Saturday, May 17, 2014

Summers: Piketty is right about the past, but the future is ours

I'm tired so I'm not going to analyze now in depth Larry Summers' analysis of Piketty's seminal, once-in-a-generation economic treatise, I'm just gonna say what Summers says Piketty's data should lead us to believe [emphasis mine]:

Perhaps the best way of thinking about Piketty’s wealth tax is less as a serious proposal than as a device for pointing up two truths. First, success in combating inequality will require addressing the myriad devices that enable those with great wealth to avoid paying income and estate taxes. It is sobering to contemplate that in the United States, annual estate and gift tax revenues come to less than 1 percent of the wealth of just the 400 wealthiest Americans. With respect to taxation, as so much else in life, the real scandal is not the illegal things people do—it is the things that are legal. And second, such efforts are likely to require international cooperation if they are to be effective in a world where capital is ever more mobile. The G-20 nations working through the OECD have begun to address these issues, but there is much more that can be done. Whatever one’s views on capital mobility generally, there should be a consensus on much more vigorous cooperative efforts to go after its dark side—tax havens, bank secrecy, money laundering, and regulatory arbitrage.
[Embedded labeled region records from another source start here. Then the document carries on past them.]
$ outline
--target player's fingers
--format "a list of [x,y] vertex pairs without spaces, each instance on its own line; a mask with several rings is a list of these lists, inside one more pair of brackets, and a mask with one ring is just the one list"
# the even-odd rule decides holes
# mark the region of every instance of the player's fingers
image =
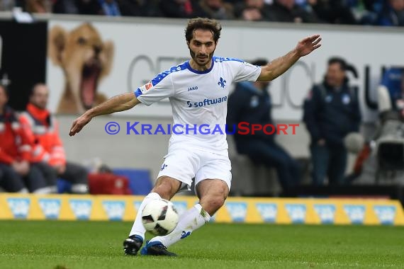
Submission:
[[314,40],[314,42],[313,42],[313,45],[315,45],[318,44],[320,42],[320,41],[321,41],[321,38]]
[[77,120],[74,120],[73,123],[72,123],[72,127],[70,127],[70,132],[69,132],[69,136],[73,136],[76,133],[76,125],[77,124]]

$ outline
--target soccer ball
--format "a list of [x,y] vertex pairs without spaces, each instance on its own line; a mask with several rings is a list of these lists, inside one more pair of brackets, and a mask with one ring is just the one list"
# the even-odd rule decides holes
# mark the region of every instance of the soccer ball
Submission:
[[153,200],[142,211],[142,223],[147,231],[157,236],[171,233],[178,223],[178,213],[170,201]]

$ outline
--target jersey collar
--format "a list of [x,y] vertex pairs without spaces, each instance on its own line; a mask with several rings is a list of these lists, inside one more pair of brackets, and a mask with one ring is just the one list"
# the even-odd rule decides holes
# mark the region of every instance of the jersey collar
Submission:
[[185,62],[185,65],[186,65],[187,69],[189,69],[189,71],[191,71],[193,73],[198,74],[209,73],[211,71],[211,70],[212,70],[212,69],[213,68],[214,64],[215,64],[215,61],[213,61],[213,57],[212,57],[212,65],[211,65],[211,68],[209,68],[208,69],[204,70],[204,71],[198,71],[198,70],[195,70],[192,67],[191,67],[191,64],[189,64],[189,60],[188,60]]

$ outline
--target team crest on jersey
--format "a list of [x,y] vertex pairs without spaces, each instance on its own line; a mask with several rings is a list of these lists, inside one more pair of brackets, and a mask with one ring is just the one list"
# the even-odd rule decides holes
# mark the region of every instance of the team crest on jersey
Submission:
[[26,219],[30,211],[28,198],[7,198],[7,203],[16,219]]
[[220,76],[220,79],[219,79],[219,82],[218,82],[218,85],[219,85],[222,88],[225,88],[226,86],[226,81]]
[[153,86],[153,84],[152,84],[152,81],[149,81],[146,85],[145,85],[145,88],[146,88],[146,91],[148,91],[152,86]]

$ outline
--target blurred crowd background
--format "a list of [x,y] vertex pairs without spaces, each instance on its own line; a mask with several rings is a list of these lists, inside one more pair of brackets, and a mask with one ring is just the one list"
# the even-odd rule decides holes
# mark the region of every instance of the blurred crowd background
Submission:
[[3,0],[0,11],[404,25],[404,0]]

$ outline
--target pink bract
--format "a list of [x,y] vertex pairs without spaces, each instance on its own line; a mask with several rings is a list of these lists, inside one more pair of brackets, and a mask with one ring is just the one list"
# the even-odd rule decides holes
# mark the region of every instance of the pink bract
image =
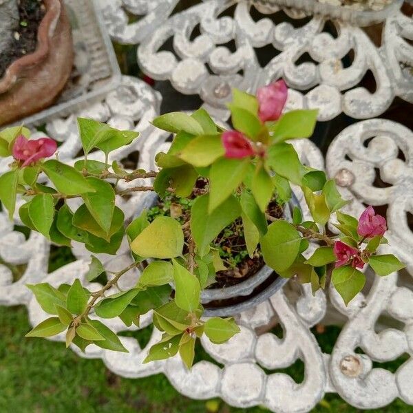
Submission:
[[262,122],[277,120],[287,100],[288,89],[282,80],[260,87],[257,92],[258,116]]
[[226,158],[242,158],[254,155],[250,141],[237,131],[226,131],[221,136]]
[[27,167],[43,158],[52,156],[56,149],[56,141],[50,138],[29,140],[20,135],[13,145],[13,156],[17,160],[23,161],[22,167]]
[[360,257],[360,252],[357,248],[347,245],[342,241],[336,241],[333,251],[337,260],[335,267],[339,267],[347,264],[351,264],[354,268],[363,268],[364,262]]
[[371,238],[376,235],[382,236],[387,230],[385,218],[379,215],[376,215],[373,207],[368,206],[359,220],[357,232],[359,235]]

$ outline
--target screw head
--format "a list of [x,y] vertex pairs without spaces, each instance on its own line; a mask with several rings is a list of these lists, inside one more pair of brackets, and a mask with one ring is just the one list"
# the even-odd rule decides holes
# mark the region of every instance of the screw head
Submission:
[[343,374],[349,377],[357,377],[363,371],[363,366],[359,357],[348,355],[340,361],[340,370]]
[[229,95],[231,93],[231,87],[229,85],[224,81],[220,82],[213,88],[213,96],[219,99],[223,99]]
[[354,184],[354,173],[346,168],[340,169],[335,176],[336,184],[339,187],[350,187]]

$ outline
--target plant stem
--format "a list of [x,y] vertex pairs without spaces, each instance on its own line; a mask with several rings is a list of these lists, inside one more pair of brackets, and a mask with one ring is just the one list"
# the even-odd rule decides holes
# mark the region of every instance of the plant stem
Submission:
[[134,171],[127,175],[123,176],[119,173],[114,173],[109,171],[104,171],[102,173],[90,173],[86,170],[83,170],[82,173],[83,176],[94,176],[95,178],[99,178],[100,179],[122,179],[125,180],[127,182],[130,182],[136,179],[145,179],[147,178],[156,178],[158,175],[158,172],[154,171],[150,171],[149,172],[140,172],[138,171]]
[[86,317],[92,310],[92,308],[94,306],[94,304],[96,302],[96,300],[103,297],[105,293],[107,290],[109,290],[109,288],[110,288],[112,286],[115,285],[118,282],[120,277],[122,277],[122,275],[123,275],[125,273],[127,273],[129,270],[131,270],[138,264],[138,262],[134,262],[129,266],[127,266],[125,268],[123,268],[121,271],[116,273],[115,274],[115,276],[110,281],[108,281],[107,283],[105,286],[103,286],[102,288],[100,288],[100,290],[93,293],[92,294],[92,299],[90,300],[90,302],[87,304],[86,309],[82,314],[76,317],[75,320],[80,321],[82,318]]
[[188,244],[188,265],[189,266],[189,272],[193,274],[195,269],[195,243],[192,237],[189,238],[189,243]]

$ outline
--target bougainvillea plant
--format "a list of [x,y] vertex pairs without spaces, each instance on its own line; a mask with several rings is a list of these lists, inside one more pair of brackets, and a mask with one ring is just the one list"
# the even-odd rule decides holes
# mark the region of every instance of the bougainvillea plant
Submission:
[[[279,275],[297,275],[311,283],[313,291],[326,289],[332,282],[346,304],[363,288],[366,278],[361,270],[367,264],[381,276],[403,268],[394,255],[376,253],[380,244],[387,242],[385,220],[371,206],[359,220],[340,212],[346,202],[334,180],[301,163],[288,140],[310,137],[317,112],[282,114],[287,93],[282,81],[260,89],[257,96],[234,89],[228,105],[233,130],[218,126],[202,109],[191,115],[174,112],[156,118],[156,127],[174,134],[168,152],[156,156],[157,171],[125,170],[116,162],[108,165],[110,151],[129,145],[138,134],[90,119],[78,120],[85,157],[74,166],[59,160],[52,139],[30,139],[29,130],[23,127],[1,131],[0,156],[14,158],[10,171],[0,177],[0,200],[10,218],[19,196],[25,201],[19,209],[20,220],[52,243],[80,242],[93,254],[116,255],[126,236],[133,257],[132,264],[121,271],[106,271],[109,281],[97,290],[89,290],[78,279],[57,288],[47,283],[28,286],[51,317],[27,335],[47,337],[65,331],[67,346],[73,343],[85,350],[93,343],[127,351],[115,332],[95,316],[118,317],[129,326],[138,325],[140,316],[153,310],[153,324],[163,335],[145,361],[179,352],[190,367],[197,337],[206,335],[221,343],[239,331],[233,318],[202,318],[200,302],[208,280],[223,268],[213,241],[236,220],[242,222],[251,257],[259,250]],[[106,161],[88,159],[92,150],[102,151]],[[154,179],[153,187],[118,188],[119,181],[136,179]],[[204,187],[194,192],[200,179]],[[312,220],[303,222],[298,208],[290,222],[270,213],[268,204],[274,199],[281,205],[288,202],[290,184],[303,191]],[[150,222],[144,211],[125,222],[116,195],[137,191],[154,191],[160,198],[170,193],[180,199],[191,197],[190,219],[183,224],[173,216]],[[70,198],[78,201],[76,210],[67,202]],[[338,222],[337,234],[327,229],[332,214]],[[189,236],[184,237],[183,226]],[[310,240],[318,248],[306,259]],[[137,284],[113,293],[119,279],[135,268],[141,270]],[[92,255],[87,280],[105,272]]]

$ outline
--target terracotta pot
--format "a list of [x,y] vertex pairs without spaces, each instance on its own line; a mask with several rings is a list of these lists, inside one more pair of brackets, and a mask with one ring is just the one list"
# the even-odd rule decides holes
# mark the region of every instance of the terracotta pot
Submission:
[[14,61],[0,79],[0,125],[50,106],[72,72],[73,42],[63,0],[44,3],[36,50]]

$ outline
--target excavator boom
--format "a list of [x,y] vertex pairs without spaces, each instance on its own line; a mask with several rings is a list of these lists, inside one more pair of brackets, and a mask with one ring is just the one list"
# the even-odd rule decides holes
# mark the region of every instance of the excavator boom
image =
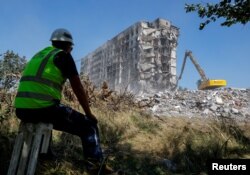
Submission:
[[198,89],[199,90],[215,89],[215,88],[224,87],[224,86],[227,85],[226,80],[210,80],[210,79],[208,79],[206,77],[205,72],[200,67],[200,65],[198,64],[198,62],[194,58],[191,51],[186,51],[186,53],[185,53],[182,68],[181,68],[181,73],[180,73],[180,76],[178,78],[178,81],[182,78],[182,74],[183,74],[183,71],[184,71],[184,68],[185,68],[185,65],[186,65],[187,58],[190,58],[190,60],[194,64],[196,70],[198,71],[198,73],[201,76],[201,79],[198,81]]

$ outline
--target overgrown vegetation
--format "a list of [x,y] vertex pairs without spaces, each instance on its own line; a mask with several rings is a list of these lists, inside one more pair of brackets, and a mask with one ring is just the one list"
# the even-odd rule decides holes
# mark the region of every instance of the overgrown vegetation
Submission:
[[[108,164],[121,174],[200,174],[212,158],[250,158],[250,123],[230,119],[153,117],[124,90],[115,93],[104,82],[95,87],[82,77],[89,102],[98,117],[102,146]],[[6,174],[19,121],[12,102],[15,91],[0,91],[0,174]],[[71,88],[63,103],[81,111]],[[78,137],[53,131],[56,160],[39,159],[37,174],[87,174]]]
[[186,4],[185,9],[187,13],[196,11],[200,18],[205,19],[200,23],[200,30],[219,18],[224,18],[221,25],[228,27],[236,23],[247,24],[250,21],[249,0],[221,0],[218,3]]

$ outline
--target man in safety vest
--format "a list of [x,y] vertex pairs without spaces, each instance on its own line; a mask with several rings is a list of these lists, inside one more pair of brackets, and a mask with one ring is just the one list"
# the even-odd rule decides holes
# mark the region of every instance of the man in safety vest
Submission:
[[[70,54],[72,35],[66,29],[57,29],[50,41],[52,46],[36,53],[23,71],[15,98],[16,115],[24,122],[52,123],[56,130],[79,136],[87,167],[90,170],[97,168],[103,159],[97,119],[90,110]],[[85,115],[60,104],[62,88],[67,79]]]

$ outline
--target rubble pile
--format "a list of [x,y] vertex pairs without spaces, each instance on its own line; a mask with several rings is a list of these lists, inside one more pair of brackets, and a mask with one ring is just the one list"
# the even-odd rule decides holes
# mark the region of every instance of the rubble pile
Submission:
[[165,91],[143,93],[137,99],[150,104],[155,116],[250,119],[250,89]]

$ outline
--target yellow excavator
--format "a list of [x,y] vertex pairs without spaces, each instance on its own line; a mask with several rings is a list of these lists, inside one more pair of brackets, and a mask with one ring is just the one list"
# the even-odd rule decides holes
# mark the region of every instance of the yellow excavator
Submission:
[[[184,56],[184,60],[183,60],[182,68],[181,68],[181,73],[180,73],[180,76],[178,78],[178,81],[182,78],[182,74],[183,74],[188,57],[190,58],[190,60],[192,61],[192,63],[194,64],[195,68],[197,69],[197,71],[199,72],[199,74],[201,76],[201,79],[198,80],[198,82],[197,82],[199,90],[215,89],[215,88],[224,87],[227,85],[226,80],[217,80],[217,79],[210,80],[210,79],[208,79],[206,77],[205,72],[202,70],[202,68],[200,67],[200,65],[198,64],[196,59],[194,58],[192,51],[185,52],[185,56]],[[178,84],[178,81],[177,81],[177,84]]]

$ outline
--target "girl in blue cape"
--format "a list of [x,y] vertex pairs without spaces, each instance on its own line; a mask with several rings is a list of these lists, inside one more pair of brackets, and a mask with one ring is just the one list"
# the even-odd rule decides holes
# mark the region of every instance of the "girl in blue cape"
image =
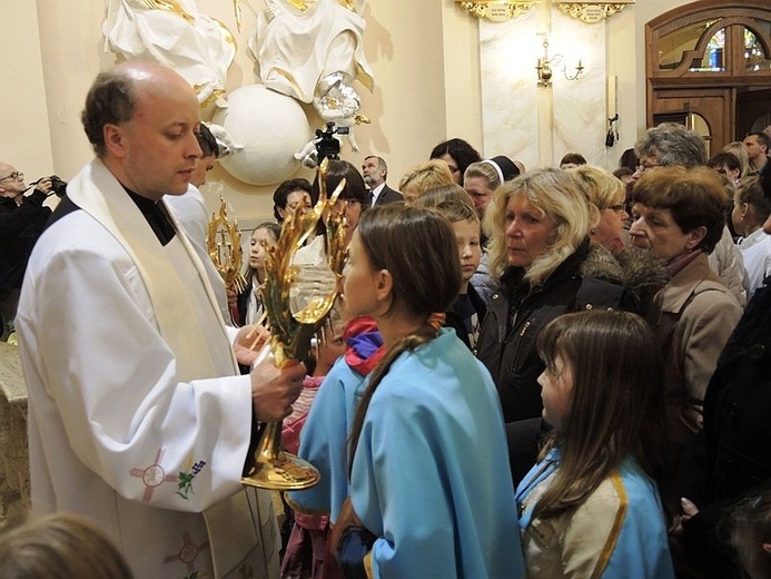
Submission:
[[516,494],[527,577],[673,578],[655,483],[666,425],[651,330],[629,313],[566,314],[537,347],[554,430]]
[[344,277],[348,313],[374,317],[387,349],[356,412],[350,495],[332,529],[346,577],[523,577],[495,385],[433,314],[461,285],[451,225],[398,204],[368,209]]

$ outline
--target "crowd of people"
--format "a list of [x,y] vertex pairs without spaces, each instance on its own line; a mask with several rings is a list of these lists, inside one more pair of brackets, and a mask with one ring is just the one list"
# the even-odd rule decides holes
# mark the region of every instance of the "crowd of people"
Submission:
[[[453,138],[398,190],[380,156],[330,159],[324,184],[278,185],[237,292],[201,238],[218,146],[189,85],[123,62],[82,122],[96,158],[52,215],[50,183],[24,195],[0,164],[2,258],[18,247],[0,290],[20,293],[33,510],[86,519],[0,536],[0,569],[769,576],[764,133],[708,158],[660,125],[615,174],[579,153],[526,171]],[[266,252],[343,180],[332,322],[306,360],[257,360]],[[284,532],[240,483],[283,419],[322,474],[284,497]]]

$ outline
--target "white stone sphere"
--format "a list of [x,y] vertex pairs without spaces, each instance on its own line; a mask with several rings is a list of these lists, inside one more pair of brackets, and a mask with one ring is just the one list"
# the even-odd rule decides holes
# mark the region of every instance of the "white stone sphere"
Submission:
[[264,85],[247,85],[231,91],[228,107],[212,122],[221,125],[244,148],[220,159],[223,168],[250,185],[273,185],[298,168],[294,154],[310,140],[310,126],[303,107],[291,97]]

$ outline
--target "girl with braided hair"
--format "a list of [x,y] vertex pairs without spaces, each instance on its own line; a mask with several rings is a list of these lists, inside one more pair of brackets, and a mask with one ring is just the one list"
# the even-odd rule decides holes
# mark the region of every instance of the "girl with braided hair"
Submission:
[[349,497],[332,550],[347,577],[522,577],[503,415],[488,372],[441,315],[457,297],[455,234],[439,215],[367,210],[344,295],[387,349],[349,443]]

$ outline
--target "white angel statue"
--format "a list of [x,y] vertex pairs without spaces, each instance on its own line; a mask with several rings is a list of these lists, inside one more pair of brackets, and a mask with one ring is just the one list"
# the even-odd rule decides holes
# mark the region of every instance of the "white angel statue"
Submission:
[[363,0],[266,0],[249,48],[263,84],[313,102],[322,79],[342,72],[373,88],[364,56]]
[[126,60],[150,60],[179,72],[201,107],[227,107],[225,82],[236,40],[194,0],[107,0],[105,48]]

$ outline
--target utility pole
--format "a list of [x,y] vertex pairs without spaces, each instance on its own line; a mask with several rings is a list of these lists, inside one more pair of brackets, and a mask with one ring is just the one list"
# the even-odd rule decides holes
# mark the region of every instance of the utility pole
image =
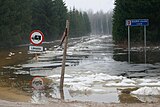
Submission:
[[67,55],[68,34],[69,34],[69,21],[66,20],[66,28],[65,28],[64,36],[61,41],[62,42],[61,44],[63,44],[63,42],[64,42],[61,80],[60,80],[60,94],[61,94],[61,99],[63,99],[63,100],[64,100],[63,83],[64,83],[64,74],[65,74],[66,55]]

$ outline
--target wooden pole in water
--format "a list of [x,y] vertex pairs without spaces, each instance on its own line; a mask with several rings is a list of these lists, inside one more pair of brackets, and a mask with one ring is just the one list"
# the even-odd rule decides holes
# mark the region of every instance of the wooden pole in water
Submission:
[[67,20],[66,29],[65,29],[65,38],[64,38],[64,51],[63,51],[63,59],[62,59],[61,80],[60,80],[61,99],[64,99],[63,83],[64,83],[64,74],[65,74],[66,55],[67,55],[68,34],[69,34],[69,21]]

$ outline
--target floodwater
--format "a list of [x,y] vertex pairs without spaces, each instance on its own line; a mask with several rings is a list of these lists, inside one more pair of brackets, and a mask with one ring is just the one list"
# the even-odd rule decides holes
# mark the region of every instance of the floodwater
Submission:
[[[62,94],[65,101],[159,102],[159,94],[139,96],[121,92],[128,88],[160,87],[158,46],[147,47],[147,64],[143,47],[132,47],[129,64],[127,48],[115,45],[111,35],[69,39],[64,93],[59,91],[63,49],[55,43],[46,43],[44,47],[47,51],[39,54],[38,60],[23,48],[5,52],[3,60],[10,63],[1,65],[0,87],[23,91],[22,95],[30,97],[32,103],[55,101]],[[44,79],[44,90],[31,87],[35,76]]]

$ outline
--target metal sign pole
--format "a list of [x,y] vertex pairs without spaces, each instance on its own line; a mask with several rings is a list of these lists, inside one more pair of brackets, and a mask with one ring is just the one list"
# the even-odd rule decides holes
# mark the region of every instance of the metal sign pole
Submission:
[[61,78],[60,78],[60,94],[61,94],[62,100],[64,100],[63,83],[64,83],[65,63],[66,63],[66,56],[67,56],[68,34],[69,34],[69,21],[67,20],[66,21],[66,29],[65,29],[65,38],[64,38],[62,70],[61,70]]
[[146,55],[146,26],[144,26],[144,62],[146,64],[146,59],[147,59],[147,55]]
[[131,54],[131,49],[130,49],[130,26],[128,26],[128,63],[131,62],[130,54]]

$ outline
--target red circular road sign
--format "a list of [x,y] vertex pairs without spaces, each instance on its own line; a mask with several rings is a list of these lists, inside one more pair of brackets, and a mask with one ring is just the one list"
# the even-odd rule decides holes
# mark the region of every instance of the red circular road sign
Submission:
[[44,82],[43,82],[43,79],[41,77],[34,77],[32,79],[31,85],[35,90],[44,89]]
[[33,30],[30,33],[30,43],[34,46],[39,46],[44,41],[44,34],[40,30]]

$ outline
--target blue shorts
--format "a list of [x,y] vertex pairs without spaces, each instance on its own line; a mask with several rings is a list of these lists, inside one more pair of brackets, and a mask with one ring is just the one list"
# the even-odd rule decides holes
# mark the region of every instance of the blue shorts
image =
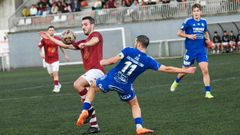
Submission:
[[183,66],[188,67],[194,64],[194,61],[197,61],[197,63],[200,62],[208,62],[208,56],[205,50],[199,50],[199,51],[186,51],[186,53],[183,56]]
[[122,101],[130,101],[136,96],[133,85],[117,83],[107,75],[98,78],[96,85],[104,93],[116,91]]

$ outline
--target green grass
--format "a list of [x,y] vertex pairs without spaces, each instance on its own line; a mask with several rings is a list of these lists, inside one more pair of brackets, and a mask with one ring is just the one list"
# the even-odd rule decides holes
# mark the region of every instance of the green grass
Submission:
[[[164,65],[181,66],[181,59],[160,60]],[[176,92],[169,87],[175,74],[147,71],[135,82],[144,126],[154,135],[239,135],[240,54],[209,56],[214,99],[204,99],[202,75],[184,78]],[[109,69],[108,67],[107,69]],[[72,83],[84,71],[81,66],[60,69],[63,84],[53,94],[52,82],[43,68],[0,72],[1,135],[77,135],[80,97]],[[134,135],[131,110],[114,92],[99,94],[94,102],[101,126],[98,135]]]

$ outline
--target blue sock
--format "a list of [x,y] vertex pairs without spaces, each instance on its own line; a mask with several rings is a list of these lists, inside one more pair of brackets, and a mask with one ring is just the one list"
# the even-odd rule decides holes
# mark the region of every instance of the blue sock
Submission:
[[176,82],[179,83],[181,81],[182,78],[176,78]]
[[205,91],[210,92],[211,91],[211,86],[205,86]]
[[90,107],[91,107],[91,103],[89,103],[89,102],[84,102],[83,103],[83,110],[89,110],[90,109]]
[[136,128],[142,128],[143,120],[141,117],[135,118]]

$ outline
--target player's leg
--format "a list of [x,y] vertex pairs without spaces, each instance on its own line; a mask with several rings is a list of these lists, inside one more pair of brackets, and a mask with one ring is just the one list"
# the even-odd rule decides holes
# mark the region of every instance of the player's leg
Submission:
[[[74,82],[74,87],[81,96],[82,101],[85,100],[86,94],[88,93],[88,87],[92,85],[92,83],[95,81],[95,79],[102,77],[104,73],[99,69],[91,69],[88,72],[86,72],[84,75],[79,77]],[[90,128],[88,129],[88,133],[96,133],[99,132],[99,125],[97,123],[97,117],[96,117],[96,111],[91,106],[90,110],[90,117],[85,121],[85,123],[90,124]]]
[[203,83],[205,86],[205,98],[214,98],[211,94],[211,86],[210,86],[210,75],[208,71],[208,62],[200,62],[199,67],[202,71],[203,75]]
[[82,108],[82,112],[79,115],[79,118],[77,120],[76,125],[78,127],[82,126],[85,122],[85,120],[89,117],[89,110],[92,106],[92,101],[94,100],[94,97],[96,95],[97,92],[99,92],[99,88],[96,87],[96,83],[94,83],[90,88],[89,91],[87,92],[87,96],[86,99],[83,103],[83,108]]
[[143,128],[143,120],[141,116],[141,109],[137,100],[137,97],[135,96],[132,100],[128,101],[128,104],[130,105],[132,109],[132,116],[134,118],[135,124],[136,124],[136,132],[137,134],[148,134],[153,133],[154,131],[151,129]]
[[53,66],[52,66],[52,64],[49,64],[46,62],[46,67],[47,67],[48,74],[49,74],[51,80],[53,81],[53,90],[52,91],[54,92],[55,82],[54,82],[54,77],[53,77]]
[[[194,63],[194,55],[192,55],[190,52],[186,52],[183,56],[183,68],[187,68],[191,66]],[[180,81],[184,78],[186,74],[178,74],[177,78],[173,81],[170,91],[174,92],[179,85]]]
[[73,87],[75,88],[76,92],[80,95],[82,102],[85,100],[86,94],[88,92],[87,87],[89,86],[90,85],[88,81],[83,76],[80,76],[73,83]]
[[51,70],[52,70],[52,78],[53,78],[53,83],[54,83],[54,89],[53,92],[59,93],[61,89],[61,84],[59,83],[59,76],[58,76],[58,71],[59,71],[59,61],[56,61],[51,64]]

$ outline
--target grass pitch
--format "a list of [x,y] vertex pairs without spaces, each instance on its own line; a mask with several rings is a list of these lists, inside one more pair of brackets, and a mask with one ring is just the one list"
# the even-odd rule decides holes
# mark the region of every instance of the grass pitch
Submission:
[[[160,60],[181,66],[181,59]],[[107,70],[110,67],[107,67]],[[147,71],[134,87],[142,109],[144,127],[154,135],[239,135],[240,54],[209,56],[214,99],[204,99],[202,75],[184,78],[175,92],[169,87],[175,74]],[[72,83],[84,71],[81,66],[60,68],[61,93],[52,93],[52,82],[43,68],[0,72],[1,135],[79,135],[80,97]],[[101,127],[98,135],[134,135],[131,110],[114,92],[98,94],[94,102]]]

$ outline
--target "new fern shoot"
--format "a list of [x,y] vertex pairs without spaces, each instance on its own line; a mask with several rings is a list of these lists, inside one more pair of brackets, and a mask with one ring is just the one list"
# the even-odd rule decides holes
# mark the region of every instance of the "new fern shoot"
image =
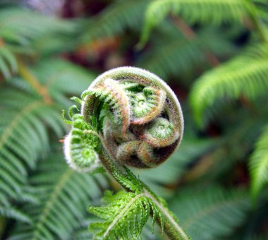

Beyond taxation, however, there is, one would hope, more than Piketty acknowledges that can be done to make it easier to raise middle-class incomes and to make it more difficult to accumulate great fortunes without requiring great social contributions in return. Examples include more vigorous enforcement of antimonopoly laws, reductions in excessive protection for intellectual property in cases where incentive effects are small and monopoly rents are high, greater encouragement of profit-sharing schemes that benefit workers and give them a stake in wealth accumulation, increased investment of government pension resources in riskier high-return assets, strengthening of collective bargaining arrangements, and improvements in corporate governance. Probably the two most important steps that public policy can take with respect to wealth inequality are the strengthening of financial regulation to more fully eliminate implicit and explicit subsidies to financial activity, and an easing of land-use restrictions that cause the real estate of the rich in major metropolitan areas to keep rising in value.

I'm no fan of Summers, yet his last two prescriptions are, I daresay, things you will never hear discussed in depth on Fox, MSNBC, CNBC, CNN or elsewhere. Wherefore the lib'rul media, indeed!

The only thing I will criticize now, is Summers' argument that "productivity" and "entrepreneurship" explain the outsized gains of U.S. managers. A look at average CEO pay among U.S. corporations and others gives the lie to this argument.  Nobody is arguing that U.S. CEOs are that much better, yet they earn orders of magnitude more than their workers.

As wonkish and un-sexy as it may be, I've talked about this before and will continue to talk about the OECD's effort to fight BEPS (tax base erosion and profit shifting) among global corporations. This is indeed a global problem, not just a U.S. problem, and the U.S. cannot hope to solve it in isolation, but must nevertheless play a leading role in ending this global "race to the bottom."